Он кое-как добрался до меня, пьющего водку под Тото Кутуньо. Я усадил братика рядом и предложил плов с водкой. Вскоре Севу начало тошнить, а потом он уснул. Я же сидел у окна до самого утра. Кажется, это был 2016 год.
На выпускной родители подарили Севе триста тысяч, накопленные за трудовую жизнь. Сева купил в ипотеку однушку в панельке спального района на восьмом этаже. Два месяца «старшой брат» жил с ним, но вскоре съехал в пустую однушку без кровати, холодильника, шкафа и стульев. Родителям мы в этом не признавались.
Я свыкся с новым жилищем. Оно находилось в том же районе, где мы жили с Ве-ре-ра-рой, но стоило дешевле. Сначала я спал на матрасе, потом накопил на подержанную кровать, которая спустя пять ночей отбросила одно копыто. Пару стульев с шикарными спинками нашёл на помойке соседнего двора. Стол смастерил сам. (Возвращаясь как-то домой, сильно за полночь в парке я обнаружил спил широкого тополя.) Моей следующей бытовой мечтой стал холодильник, потому что это очень неудобно – покупать две сосиски или триста граммов мяса на один раз. И с пивом нелегко – приходится охлаждать его в наполненной холодной водой ванне.
Звонок у Севы был сломан с первого дня, и он его не пытался починить. Я долго стучал и дёргал ручку. Наконец дверь открылась, и полуодетый хозяин высунулся из-за двери. Братик Сева был всклокочен и пах потом. На его растерянном лице появилась извиняющаяся улыбка. Я рассмотрел его тоскливые округлившиеся груди, потом бока, потом сползающий на резинку шорт фартук брюха. Он жирел, как скот на комбикорме.
Как всегда, в его квартире был беспорядок. На большом мониторе одного из компьютеров шёл пересмотренный десятки раз сериал в зелёно-золотых тонах. Персонажи в нём были одеты в вычурные костюмы и носили идеального фасона лица. Этот сериал он пересматривал постоянно и ничем больше не интересовался.
Я вынул из рюкзака вино и спросил штопор.
– Откуда? – вздохнул он.
– Нужно иметь гостевой.
– Ну вот нет у меня гостевого штопора, – восприняв мой совет, как хулу, ответил братик Сева.
Я продавил пробку пальцем, уселся на пол и принялся пить вино. Братик Сева закинул ногу на ногу и упёрся подбородком в кулак. Так садилась мама. Он очень на неё похож.
– Глотнёшь?
– Нет, живот болит.
Он всегда у него болел. Помню, как младенцем он орал по ночам и не давал нам спать. Лет в двенадцать у него нашли какую-то не опасную, но дающую отсрочку от армии болезнь.
– Созванивался с предками?
– Мама сказала, что ты назвал её «старушкой». Обижается.
– Она всю жизнь на меня обижается. Я сказал не «старушка», а «старческие интересы». Она пытала меня темой несправедливости цен на карбонат.
– Как она сказала, так я и повторяю! Ты думаешь, я сам это выдумал?

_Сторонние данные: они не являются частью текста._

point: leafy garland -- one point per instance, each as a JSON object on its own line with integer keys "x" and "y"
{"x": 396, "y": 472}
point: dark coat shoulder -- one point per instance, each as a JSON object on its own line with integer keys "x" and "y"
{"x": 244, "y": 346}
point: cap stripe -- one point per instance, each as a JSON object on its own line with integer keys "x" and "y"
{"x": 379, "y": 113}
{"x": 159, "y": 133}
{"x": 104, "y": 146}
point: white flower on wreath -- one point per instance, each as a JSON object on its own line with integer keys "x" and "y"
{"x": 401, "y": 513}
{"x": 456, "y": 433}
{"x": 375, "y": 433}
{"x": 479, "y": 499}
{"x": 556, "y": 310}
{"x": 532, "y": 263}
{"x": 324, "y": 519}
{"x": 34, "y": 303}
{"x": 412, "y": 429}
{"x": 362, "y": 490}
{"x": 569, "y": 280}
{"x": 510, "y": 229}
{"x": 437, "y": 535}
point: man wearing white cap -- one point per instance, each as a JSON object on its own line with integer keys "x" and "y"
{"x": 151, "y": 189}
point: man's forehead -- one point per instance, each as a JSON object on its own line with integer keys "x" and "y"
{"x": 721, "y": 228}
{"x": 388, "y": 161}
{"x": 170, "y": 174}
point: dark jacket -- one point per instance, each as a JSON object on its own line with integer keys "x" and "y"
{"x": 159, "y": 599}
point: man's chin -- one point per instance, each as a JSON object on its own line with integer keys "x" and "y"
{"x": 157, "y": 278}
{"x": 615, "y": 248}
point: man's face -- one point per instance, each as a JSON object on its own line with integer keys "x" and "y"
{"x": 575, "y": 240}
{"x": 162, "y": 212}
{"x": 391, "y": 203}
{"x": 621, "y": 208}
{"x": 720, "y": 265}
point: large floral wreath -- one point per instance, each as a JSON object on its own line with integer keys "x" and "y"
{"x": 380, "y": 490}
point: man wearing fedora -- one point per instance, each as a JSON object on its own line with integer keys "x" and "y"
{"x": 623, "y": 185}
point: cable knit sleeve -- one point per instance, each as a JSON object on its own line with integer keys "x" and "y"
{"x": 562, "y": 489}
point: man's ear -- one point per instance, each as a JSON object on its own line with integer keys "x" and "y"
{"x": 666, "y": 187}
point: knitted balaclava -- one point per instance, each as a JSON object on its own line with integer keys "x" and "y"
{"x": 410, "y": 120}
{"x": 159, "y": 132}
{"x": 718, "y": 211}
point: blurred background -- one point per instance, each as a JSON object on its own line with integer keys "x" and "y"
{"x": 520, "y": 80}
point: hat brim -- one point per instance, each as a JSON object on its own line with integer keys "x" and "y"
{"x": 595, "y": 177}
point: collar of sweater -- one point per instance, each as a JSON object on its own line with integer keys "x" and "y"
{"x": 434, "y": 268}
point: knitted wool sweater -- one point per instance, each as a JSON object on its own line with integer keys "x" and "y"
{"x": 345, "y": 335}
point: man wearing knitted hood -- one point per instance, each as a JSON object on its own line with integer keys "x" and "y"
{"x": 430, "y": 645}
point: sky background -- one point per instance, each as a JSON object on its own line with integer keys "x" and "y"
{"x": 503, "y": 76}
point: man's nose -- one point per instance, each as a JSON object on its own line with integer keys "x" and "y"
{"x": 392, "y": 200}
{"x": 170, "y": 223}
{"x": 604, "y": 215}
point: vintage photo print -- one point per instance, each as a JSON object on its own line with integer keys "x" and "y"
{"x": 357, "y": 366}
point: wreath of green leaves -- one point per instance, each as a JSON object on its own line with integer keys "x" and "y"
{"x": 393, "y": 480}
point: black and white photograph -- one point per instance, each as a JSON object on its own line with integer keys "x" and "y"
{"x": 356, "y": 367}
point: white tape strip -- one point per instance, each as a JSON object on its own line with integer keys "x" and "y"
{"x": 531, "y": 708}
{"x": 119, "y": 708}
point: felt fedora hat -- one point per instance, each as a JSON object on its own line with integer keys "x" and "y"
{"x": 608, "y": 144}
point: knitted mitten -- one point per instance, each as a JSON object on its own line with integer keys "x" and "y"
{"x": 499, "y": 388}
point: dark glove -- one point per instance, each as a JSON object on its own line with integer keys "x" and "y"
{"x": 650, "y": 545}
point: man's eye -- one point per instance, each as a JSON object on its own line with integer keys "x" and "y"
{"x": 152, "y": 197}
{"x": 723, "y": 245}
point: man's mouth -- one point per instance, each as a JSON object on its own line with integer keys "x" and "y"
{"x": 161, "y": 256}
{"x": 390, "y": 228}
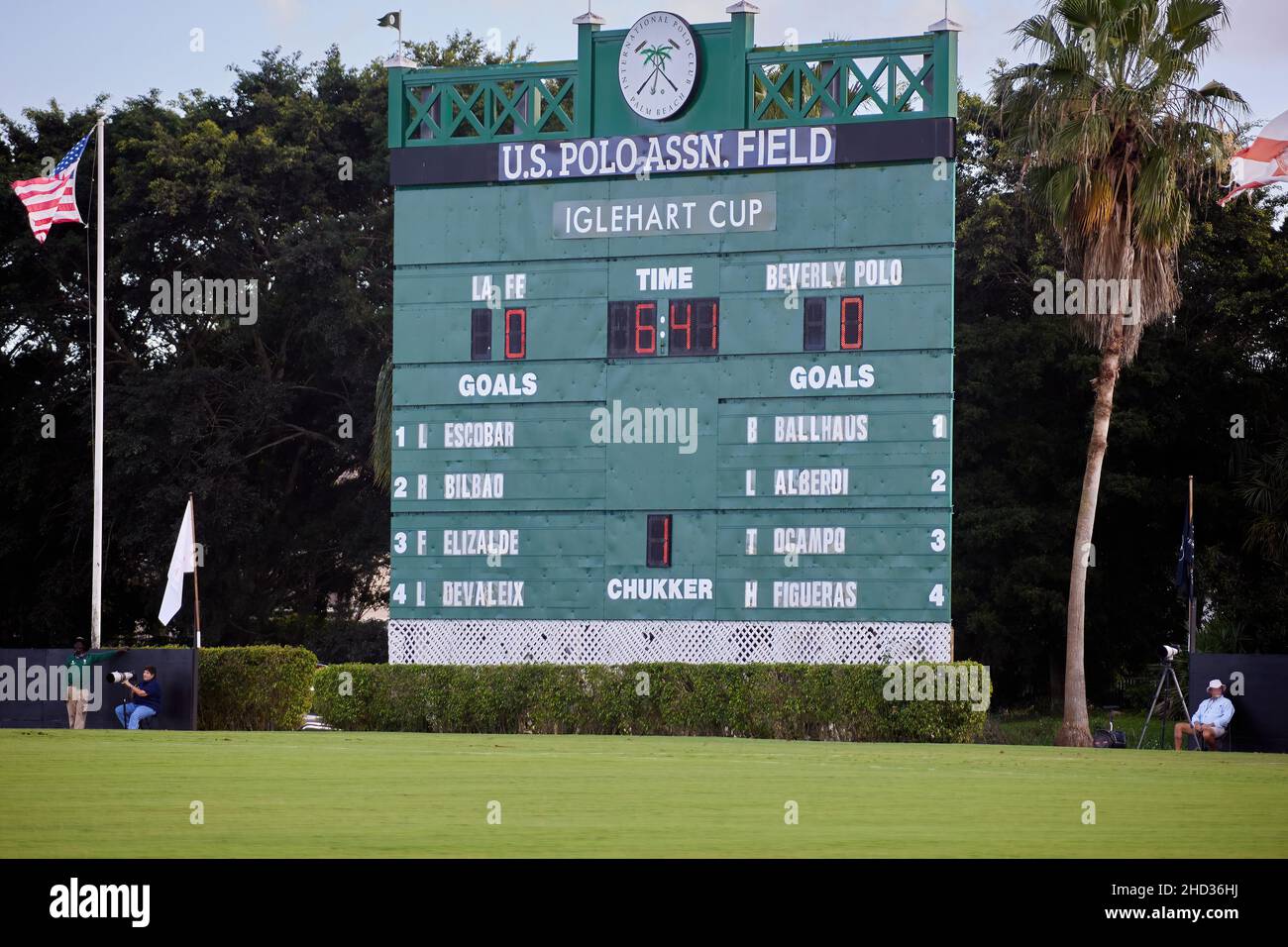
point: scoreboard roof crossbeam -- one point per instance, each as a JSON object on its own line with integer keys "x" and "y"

Этот день остался в памяти. Совокупность его красок, запахов и звуков. Мы – братья – сидим в душной комнате среди коробок из-под пиццы и пластиковых бутылок с недопитой газировкой. «Интересно, – думаю я. – Терзает ли братика вожделение?» У него никогда не было девушки. Только школьные подружки. В университете он тоже дружил в основном с девочками. Мама считала, что это из-за загруженности на работе. Я же подозревал, что у всех, кто родились после миллениума, проблемы с социализацией. (Нам – ельцинским деткам – с людьми тоже тяжело, но мы научились себя заставлять.)
– Я недавно переспал с коллегой. После всего она ушла в душ на руках, представляешь?
– Акробатка? – спросил Сева, притворяясь, что ему скучно.
– В школе была, а сейчас закрепщица. А ещё я специально, чтобы не киснуть, познакомился с одной богатенькой женщиной. У неё очень унылая жизнь. На работу ей не надо, обязанностей никаких. Вот теперь хоть я появился: «Доброе утро. Спокойной ночи. А ты?» – такое у нас общение. Жалуется, что у неё строгий батя. Всего добился сам потому, что «верил в себя и много трудился». Приватизировал плиточный завод, на котором работал директором.